Fresno County Supervisor Henry T. Perea believes the decision to shift the focus of the first segment further north gives Fresno a distinct advantage in the race to land the heavy maintenance facility.
“It puts Fresno in a better spot because now that we are heading north, it seems the competition from Kern diminishes,” Perea said.
New Fresno County Chief Administrative Officer Jean Rousseau agrees. “Getting the heavy maintenance facility would be a tremendous asset to this area and would serve as an anchor for future development,” he said.
Mark Standriff, Fresno’s director of communications and pubic affairs, said the City of Fresno has “always had a strong relationship with the High-Speed Rail Authority” and continues to lobby aggressively, along with county officials and the Fresno County Economic Development Corporation, to land the bullet train facility.
“We have continued to advocate on behalf of Fresno and our desire to be the home for their heavy maintenance facility,” Standriff added. “Bringing 1,500 permanent, well-paying jobs to Fresno would provide a significant boost to our economy and draw investment and trade from all over the world.”
Rail Authority officials are still deciding where the heavy maintenance facility will be located and in addition to Fresno, sites in Wasco and Madera now appear to have the inside track to landing the plum project.
A final decision on the location of the heavy maintenance facility is expected to be announced in May or June.
But with initial construction now well underway even as the ambitious plan — the largest pubic works project in U.S. history — is still far from fully funded, and facing a proposed November ballot initiative seeking to redirect high-speed rail funding to sorely needed state water projects, 2016 promises to be a challenging year for the Rail Authority.

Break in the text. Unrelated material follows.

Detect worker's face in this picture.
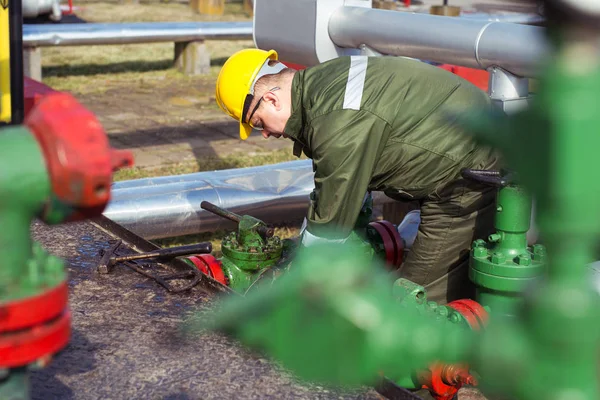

In the “Looking Ahead” section of its new business plan, Authority officials state: “As with all infrastructure projects of this magnitude, complexity and significance, our progress could be impacted by unforeseen challenges or unexpected opportunities. Our progress depends on many factors, some of which we will be able to control and some that we won’t.”
While Authority officials do not tip their hand in the new draft business plan with regard to the possible location of the heavy maintenance facility, they confirm it will be located in the Central Valley, while light maintenance facilities will be built in Northern and Southern California.
Workers hired to staff the heavy maintenance facility, according to the revised plan, will include “mechanical technicians, electrical technicians, supervisors, laborers, cleaners and store-house employees.”
Authority officials anticipate that by 2020, the Central Valley segment of the line will be “nearing completion” and station construction will be in high gear. Plans also call for “outfitting the heavy maintenance facility in the Central Valley.”
Between 2020 and 2025, according to the 2016 Draft Business Plan, Authority personnel will be completing test track operations in the Central Valley and taking delivery of the first train sets.